Step 6: Update the qa_pipeline.py Script to Use the Fine-Tuned Model
Open the existing qa_pipeline.py script:
nano qa_pipeline.py
Update the script with the following code:
from transformers import pipeline, AutoModelForQuestionAnswering, AutoTokenizer
model_path = "./qa_model"
tokenizer = AutoTokenizer.from_pretrained(model_path)
model = AutoModelForQuestionAnswering.from_pretrained(model_path)
qa_pipeline = pipeline("question-answering", model=model, tokenizer=tokenizer)
context = "Hugging Face is based in New York and Paris."
question = "Where is Hugging Face based?"
result = qa_pipeline({"context": context, "question": question})
print(result)
# e.g., {'score': 0.95, 'start': 17, 'end': 25, 'answer': 'New York'}
Save and close the file.
Step 7: Deploy the Fine-Tuned Model with FastAPI
After fine-tuning our model, the next step is to deploy it so that it can serve real-time predictions. FastAPI is an excellent choice for this purpose due to its high performance and ease of use.
Create a Python script named app.py to set up our FastAPI application.
nano app.py
Add the following code.
# app.py
from fastapi import FastAPI
from pydantic import BaseModel
from transformers import pipeline
app = FastAPI()
# Load a QA model (pretrained or your fine-tuned one)
qa_pipeline = pipeline("question-answering", model="distilbert-base-uncased-distilled-squad")
class QAPayload(BaseModel):
context: str
question: str
@app.post("/qa")
def get_answer(payload: QAPayload):
result = qa_pipeline({"context": payload.context, "question": payload.question})
return {"answer": result["answer"], "score": result["score"]}
This script initializes the FastAPI app and sets up an endpoint for our QA model.
Start the FastAPI server using Uvicorn.
uvicorn app:app --host 0.0.0.0 --port 8000
Output:
Device set to use cuda:0
INFO: Started server process [14449]
INFO: Waiting for application startup.
INFO: Application startup complete.
INFO: Uvicorn running on http://0.0.0.0:8000 (Press CTRL+C to quit)
The above command starts the FastAPI application, making it accessible at http://0.0.0.0:8000.
Step 9: Test the FastAPI Application
Testing is crucial to ensure that our API functions as expected. We’ll use the curl utility for manual testing.
Open another terminal and send a POST request to our /qa endpoint using curl.
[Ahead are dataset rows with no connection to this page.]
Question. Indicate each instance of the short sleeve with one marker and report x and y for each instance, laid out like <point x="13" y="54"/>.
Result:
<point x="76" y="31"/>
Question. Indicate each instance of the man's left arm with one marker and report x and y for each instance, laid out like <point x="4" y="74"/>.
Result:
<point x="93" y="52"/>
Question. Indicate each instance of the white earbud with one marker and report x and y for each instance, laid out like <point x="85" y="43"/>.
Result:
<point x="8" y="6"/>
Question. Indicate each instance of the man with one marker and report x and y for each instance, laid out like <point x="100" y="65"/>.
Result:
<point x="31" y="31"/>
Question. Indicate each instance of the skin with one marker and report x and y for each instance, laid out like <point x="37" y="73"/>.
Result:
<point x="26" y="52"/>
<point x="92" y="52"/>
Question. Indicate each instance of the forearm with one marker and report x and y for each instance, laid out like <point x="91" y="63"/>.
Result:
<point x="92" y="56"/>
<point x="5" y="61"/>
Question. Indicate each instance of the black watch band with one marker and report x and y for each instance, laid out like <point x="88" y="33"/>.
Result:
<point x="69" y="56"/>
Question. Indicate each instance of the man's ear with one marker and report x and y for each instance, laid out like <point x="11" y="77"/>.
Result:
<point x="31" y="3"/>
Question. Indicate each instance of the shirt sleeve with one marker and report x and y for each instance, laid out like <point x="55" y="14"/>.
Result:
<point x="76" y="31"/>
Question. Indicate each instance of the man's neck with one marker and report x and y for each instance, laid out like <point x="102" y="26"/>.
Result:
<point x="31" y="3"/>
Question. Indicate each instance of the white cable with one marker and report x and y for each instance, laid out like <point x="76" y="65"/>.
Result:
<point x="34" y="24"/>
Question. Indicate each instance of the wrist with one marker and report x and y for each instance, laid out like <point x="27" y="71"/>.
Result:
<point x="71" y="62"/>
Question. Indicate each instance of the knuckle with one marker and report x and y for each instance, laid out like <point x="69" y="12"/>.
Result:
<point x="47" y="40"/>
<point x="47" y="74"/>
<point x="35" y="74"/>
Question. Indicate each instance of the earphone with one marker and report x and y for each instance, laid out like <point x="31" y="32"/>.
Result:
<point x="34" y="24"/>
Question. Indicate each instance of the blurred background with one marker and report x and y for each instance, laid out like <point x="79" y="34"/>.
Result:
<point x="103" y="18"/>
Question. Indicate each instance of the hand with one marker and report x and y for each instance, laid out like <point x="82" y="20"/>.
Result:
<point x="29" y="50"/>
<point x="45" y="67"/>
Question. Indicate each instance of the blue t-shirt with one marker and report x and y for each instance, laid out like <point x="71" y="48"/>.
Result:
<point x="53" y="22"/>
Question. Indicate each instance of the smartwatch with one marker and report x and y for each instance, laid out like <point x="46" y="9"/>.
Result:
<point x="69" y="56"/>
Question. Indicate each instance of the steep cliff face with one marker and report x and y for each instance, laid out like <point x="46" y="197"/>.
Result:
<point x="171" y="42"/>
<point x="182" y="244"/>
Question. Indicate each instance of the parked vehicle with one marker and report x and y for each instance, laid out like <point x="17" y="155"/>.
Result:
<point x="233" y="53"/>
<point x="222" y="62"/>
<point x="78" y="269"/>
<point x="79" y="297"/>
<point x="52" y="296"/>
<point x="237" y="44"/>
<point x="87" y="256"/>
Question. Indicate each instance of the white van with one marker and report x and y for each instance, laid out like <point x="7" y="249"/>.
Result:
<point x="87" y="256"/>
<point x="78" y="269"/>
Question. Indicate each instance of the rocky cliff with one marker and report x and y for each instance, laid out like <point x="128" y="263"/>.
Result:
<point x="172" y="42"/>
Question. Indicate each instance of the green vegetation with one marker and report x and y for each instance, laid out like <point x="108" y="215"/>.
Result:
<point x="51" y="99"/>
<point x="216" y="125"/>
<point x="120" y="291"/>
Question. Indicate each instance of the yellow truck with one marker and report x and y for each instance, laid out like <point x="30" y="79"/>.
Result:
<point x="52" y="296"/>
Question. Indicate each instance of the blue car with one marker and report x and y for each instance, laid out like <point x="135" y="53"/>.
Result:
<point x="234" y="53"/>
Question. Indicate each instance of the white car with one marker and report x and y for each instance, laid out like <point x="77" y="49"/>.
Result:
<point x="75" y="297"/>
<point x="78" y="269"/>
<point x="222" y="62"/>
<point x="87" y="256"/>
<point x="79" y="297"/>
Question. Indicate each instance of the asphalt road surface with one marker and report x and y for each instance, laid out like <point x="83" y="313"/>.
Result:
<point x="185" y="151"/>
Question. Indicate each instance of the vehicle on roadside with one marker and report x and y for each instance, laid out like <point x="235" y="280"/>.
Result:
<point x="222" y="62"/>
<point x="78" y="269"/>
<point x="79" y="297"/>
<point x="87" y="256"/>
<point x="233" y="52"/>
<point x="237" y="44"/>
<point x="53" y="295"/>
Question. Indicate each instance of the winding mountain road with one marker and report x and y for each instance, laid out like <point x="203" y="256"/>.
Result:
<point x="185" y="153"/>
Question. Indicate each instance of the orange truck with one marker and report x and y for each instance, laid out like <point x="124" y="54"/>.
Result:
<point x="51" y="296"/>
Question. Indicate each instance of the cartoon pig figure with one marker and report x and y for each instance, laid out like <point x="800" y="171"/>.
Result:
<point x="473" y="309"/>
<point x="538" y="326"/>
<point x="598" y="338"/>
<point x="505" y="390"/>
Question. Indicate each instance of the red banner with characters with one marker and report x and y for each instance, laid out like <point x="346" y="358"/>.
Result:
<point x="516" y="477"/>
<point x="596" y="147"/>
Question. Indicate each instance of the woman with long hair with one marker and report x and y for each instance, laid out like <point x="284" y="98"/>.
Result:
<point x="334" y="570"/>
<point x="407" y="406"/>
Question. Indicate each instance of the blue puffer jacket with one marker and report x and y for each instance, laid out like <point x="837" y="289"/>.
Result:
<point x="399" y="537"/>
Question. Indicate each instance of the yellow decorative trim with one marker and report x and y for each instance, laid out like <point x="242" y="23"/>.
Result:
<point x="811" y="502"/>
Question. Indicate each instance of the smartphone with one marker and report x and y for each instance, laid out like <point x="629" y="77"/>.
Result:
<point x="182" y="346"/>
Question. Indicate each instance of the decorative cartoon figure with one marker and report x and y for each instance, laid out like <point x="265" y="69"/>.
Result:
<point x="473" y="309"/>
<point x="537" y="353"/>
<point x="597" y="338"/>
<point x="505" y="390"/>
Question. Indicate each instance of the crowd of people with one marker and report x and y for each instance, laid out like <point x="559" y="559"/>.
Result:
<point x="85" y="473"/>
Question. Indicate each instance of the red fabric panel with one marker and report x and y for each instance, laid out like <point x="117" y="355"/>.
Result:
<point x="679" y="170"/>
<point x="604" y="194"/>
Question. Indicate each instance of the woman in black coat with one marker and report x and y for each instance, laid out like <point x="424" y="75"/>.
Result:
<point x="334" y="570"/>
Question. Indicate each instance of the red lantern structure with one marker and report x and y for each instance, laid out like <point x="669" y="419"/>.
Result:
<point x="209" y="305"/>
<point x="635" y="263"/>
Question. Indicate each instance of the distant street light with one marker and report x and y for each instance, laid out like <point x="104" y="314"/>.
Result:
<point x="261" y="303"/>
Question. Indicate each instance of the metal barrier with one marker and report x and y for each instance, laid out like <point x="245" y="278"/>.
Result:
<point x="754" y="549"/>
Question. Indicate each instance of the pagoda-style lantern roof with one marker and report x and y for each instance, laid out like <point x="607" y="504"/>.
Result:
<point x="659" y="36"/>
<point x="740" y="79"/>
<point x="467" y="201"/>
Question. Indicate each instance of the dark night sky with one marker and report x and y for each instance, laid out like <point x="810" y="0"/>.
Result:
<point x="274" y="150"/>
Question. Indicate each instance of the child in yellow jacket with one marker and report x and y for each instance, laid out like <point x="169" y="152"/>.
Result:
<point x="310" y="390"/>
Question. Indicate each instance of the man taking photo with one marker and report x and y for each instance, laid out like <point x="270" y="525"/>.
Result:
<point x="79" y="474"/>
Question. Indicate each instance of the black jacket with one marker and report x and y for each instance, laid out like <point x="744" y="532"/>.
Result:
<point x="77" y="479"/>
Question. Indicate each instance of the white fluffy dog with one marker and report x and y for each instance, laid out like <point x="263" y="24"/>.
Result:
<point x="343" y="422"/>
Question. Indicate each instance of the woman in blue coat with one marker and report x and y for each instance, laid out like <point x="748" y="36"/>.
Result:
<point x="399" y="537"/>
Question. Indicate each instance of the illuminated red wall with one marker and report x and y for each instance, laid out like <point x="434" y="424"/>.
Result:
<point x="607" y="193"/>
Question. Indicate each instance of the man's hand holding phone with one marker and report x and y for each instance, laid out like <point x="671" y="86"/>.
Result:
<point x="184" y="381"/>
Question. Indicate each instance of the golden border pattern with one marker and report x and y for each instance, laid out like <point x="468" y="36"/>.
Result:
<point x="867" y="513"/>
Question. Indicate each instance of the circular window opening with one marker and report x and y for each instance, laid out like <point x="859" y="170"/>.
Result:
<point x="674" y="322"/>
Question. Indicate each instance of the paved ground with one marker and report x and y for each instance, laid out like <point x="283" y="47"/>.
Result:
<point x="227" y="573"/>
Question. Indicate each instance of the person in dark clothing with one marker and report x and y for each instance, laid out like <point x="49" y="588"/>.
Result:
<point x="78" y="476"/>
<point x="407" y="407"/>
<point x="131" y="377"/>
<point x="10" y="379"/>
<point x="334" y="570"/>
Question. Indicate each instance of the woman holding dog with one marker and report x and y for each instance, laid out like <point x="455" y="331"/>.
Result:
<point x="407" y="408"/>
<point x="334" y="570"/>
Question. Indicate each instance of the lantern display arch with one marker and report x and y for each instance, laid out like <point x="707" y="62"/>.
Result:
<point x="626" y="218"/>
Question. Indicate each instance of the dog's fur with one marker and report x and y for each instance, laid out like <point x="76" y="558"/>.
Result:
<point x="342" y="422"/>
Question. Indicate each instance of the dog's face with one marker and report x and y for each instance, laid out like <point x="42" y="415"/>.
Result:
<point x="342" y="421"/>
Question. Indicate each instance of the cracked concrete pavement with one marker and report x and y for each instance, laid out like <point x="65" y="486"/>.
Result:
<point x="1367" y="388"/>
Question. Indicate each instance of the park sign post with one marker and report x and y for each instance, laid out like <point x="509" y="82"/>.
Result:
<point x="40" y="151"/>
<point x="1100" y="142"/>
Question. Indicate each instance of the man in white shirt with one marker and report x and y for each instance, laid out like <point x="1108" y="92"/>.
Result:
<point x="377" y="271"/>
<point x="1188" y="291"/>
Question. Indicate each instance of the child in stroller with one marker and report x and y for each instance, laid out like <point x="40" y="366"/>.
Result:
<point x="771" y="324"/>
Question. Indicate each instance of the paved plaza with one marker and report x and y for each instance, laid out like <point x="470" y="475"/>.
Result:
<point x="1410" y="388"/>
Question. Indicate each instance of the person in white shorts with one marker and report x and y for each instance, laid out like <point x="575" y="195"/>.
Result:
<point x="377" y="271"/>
curl -X POST "http://localhost:8000/qa" -H "Content-Type: application/json" -d '{ "context": "Ubuntu is a Linux distribution based on Debian", "question": "What is Ubuntu based on?" }'
Output:
{
"answer": "Debian",
"score": 0.9965217709541321
}
The model identifies “Debian” as the answer to the question. The confidence score (e.g., 0.9965) indicates the model’s certainty regarding its answer. A score close to 1.0 signifies high confidence.
Conclusion
In this guide, we’ve walked through building a question-answering (QA) system on an Atlantic.Net Cloud GPU server, utilizing FastAPI, Hugging Face Transformers, and PyTorch. We began by setting up the necessary environment, installing essential packages, and verifying the installation to ensure our system was ready for development.